Some very good mathematicians use geometric interpretations to help guide themselves through complicated ideas and proofs in algebra and other subjects. Just last night Erik Demaine gave a public lecture here in Halifax where he showed pictures, I tell you, of physical models that he built, out of paper, blown glass, and every other interesting thing he could find, apparently motivating and motivated by some mathematical problem he was thinking about.

Some students are helped a lot by geometric interpretations; others just want the rules of the game. However, if Dummit and Foote are trying to tell you a geometric interpretation of a group, then consider whether or not there might be a good reason for that, for example from a psychology and neuroscience perspective.


This post it about infinite groups because that is what I know about, but the motivations I talk about can still be applied to finite groups (such as the sporadic simple groups).

Examples help us to understand theoretical bounds on the properties of groups. For example, not all "recursively presented" groups have "soluble word problem". Basically, given a group this means that it is not necessarily possible to find out if two elements are actually the same. This is a fundamental result which was proven in the 50s, and shows that groups can be very nasty indeed. The proof was a direct construction of a recursively presented group with insoluble word problem.

Using this result, examples have been constructed which prove that, in general, it is not possible to determine if two groups are isomorphic!

The group $G=\langle a, b; b^{-1}a^2b=a^3\rangle$ possesses a surjective map $\theta: G\twoheadrightarrow G$ which is not injective. Which is crazy! (Such a group is called non-Hopfian.)

So, examples are important because they can tell that groups can have nasty properties. However, people often study a single example of a group, and sometimes this is because the group might be a counter-examples to lots of questions! For example, Thompson's group F is already a counter-example to many questions, and it has become an intriguing open problem as to whether this group is amenable or not. Either answer has repercussions.

Finally, examples can often serve as test cases for a larger class of groups.
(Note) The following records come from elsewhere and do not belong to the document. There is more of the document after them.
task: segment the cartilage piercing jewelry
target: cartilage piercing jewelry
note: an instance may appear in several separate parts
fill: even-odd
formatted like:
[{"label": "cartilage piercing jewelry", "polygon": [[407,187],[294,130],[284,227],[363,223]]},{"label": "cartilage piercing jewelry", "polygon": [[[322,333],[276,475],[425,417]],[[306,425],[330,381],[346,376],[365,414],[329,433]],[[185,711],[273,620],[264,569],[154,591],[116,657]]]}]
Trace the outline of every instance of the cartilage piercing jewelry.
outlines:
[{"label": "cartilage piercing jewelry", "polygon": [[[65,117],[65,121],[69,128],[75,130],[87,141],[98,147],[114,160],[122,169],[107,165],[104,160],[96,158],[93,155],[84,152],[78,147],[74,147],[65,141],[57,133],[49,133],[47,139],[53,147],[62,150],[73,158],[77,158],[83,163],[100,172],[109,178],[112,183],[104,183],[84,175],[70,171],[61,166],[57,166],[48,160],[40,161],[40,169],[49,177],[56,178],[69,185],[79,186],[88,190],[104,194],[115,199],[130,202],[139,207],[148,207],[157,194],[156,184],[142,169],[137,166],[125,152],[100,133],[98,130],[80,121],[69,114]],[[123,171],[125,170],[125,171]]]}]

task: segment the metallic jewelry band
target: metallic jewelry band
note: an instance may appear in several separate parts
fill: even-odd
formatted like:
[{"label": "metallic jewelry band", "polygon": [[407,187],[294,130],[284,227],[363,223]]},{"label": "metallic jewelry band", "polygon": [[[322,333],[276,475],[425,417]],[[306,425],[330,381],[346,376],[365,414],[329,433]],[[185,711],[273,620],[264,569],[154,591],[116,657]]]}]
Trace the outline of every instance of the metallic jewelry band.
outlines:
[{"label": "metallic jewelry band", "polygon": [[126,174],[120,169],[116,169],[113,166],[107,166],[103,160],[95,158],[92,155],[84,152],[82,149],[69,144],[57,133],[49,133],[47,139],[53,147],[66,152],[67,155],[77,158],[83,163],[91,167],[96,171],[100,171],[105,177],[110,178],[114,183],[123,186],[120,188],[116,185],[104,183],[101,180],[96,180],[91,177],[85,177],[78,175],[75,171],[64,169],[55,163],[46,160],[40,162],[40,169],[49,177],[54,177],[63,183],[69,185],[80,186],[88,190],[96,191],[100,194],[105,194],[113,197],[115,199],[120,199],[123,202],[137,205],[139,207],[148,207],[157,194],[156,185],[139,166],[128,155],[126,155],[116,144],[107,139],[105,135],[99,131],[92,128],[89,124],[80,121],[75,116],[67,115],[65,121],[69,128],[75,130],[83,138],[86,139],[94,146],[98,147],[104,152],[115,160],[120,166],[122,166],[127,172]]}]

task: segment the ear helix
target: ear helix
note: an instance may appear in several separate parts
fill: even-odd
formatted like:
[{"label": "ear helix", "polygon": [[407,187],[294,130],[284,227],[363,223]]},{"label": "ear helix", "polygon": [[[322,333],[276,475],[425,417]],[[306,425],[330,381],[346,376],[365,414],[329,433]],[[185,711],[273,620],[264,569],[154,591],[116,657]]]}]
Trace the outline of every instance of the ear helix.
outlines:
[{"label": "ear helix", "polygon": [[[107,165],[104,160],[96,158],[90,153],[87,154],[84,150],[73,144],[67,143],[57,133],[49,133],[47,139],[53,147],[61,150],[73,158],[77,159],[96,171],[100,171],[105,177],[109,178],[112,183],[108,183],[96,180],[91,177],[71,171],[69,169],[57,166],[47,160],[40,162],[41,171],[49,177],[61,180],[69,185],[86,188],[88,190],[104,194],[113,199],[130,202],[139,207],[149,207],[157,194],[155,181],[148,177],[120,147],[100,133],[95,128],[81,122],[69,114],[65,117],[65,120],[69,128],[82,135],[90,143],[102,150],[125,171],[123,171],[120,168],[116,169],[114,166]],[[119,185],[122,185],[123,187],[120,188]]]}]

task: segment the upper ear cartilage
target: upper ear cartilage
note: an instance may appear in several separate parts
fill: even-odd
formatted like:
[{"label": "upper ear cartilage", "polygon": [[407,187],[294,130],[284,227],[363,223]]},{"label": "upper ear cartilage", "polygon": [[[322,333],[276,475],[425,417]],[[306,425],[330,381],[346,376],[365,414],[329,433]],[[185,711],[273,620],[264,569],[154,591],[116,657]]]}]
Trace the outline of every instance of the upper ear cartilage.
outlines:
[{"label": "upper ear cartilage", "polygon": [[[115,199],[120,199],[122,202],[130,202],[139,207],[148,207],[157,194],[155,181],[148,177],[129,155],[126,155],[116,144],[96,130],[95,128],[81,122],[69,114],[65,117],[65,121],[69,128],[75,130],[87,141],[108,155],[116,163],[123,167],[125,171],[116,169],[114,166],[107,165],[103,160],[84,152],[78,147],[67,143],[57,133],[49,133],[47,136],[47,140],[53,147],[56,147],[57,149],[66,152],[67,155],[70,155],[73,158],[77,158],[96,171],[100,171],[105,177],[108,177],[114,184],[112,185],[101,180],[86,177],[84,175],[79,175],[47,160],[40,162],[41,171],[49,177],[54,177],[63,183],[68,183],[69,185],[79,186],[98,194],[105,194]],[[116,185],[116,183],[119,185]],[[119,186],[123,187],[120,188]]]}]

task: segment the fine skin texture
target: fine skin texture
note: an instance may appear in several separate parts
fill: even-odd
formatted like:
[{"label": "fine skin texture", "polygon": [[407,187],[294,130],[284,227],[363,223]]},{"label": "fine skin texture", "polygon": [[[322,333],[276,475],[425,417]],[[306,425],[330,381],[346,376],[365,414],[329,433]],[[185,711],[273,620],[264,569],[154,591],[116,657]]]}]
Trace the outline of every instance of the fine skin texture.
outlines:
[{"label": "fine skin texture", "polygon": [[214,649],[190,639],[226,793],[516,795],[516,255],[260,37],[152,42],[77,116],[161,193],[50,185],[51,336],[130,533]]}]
For example, in the 80s Gromov introduced a class of groups called "hyperbolic groups" and he asked if they were "residually finite". A specific sub-class of these, called "one-relator groups with torsion" (groups with presentation $\langle X; R^n\rangle$, $n>1$), have been studied since the 30s, and it was an open problem of G. Baumslag in the 50s as to whether these groups were residually finite. So these one-relator groups became a test-case, but really noone knew how to prove either result. Until Dani Wise came along last year and blew our minds. We now know that many, many hyperbolic groups are residually finite, and principle among these are one-relator groups with torsion. So the test case works. Yay!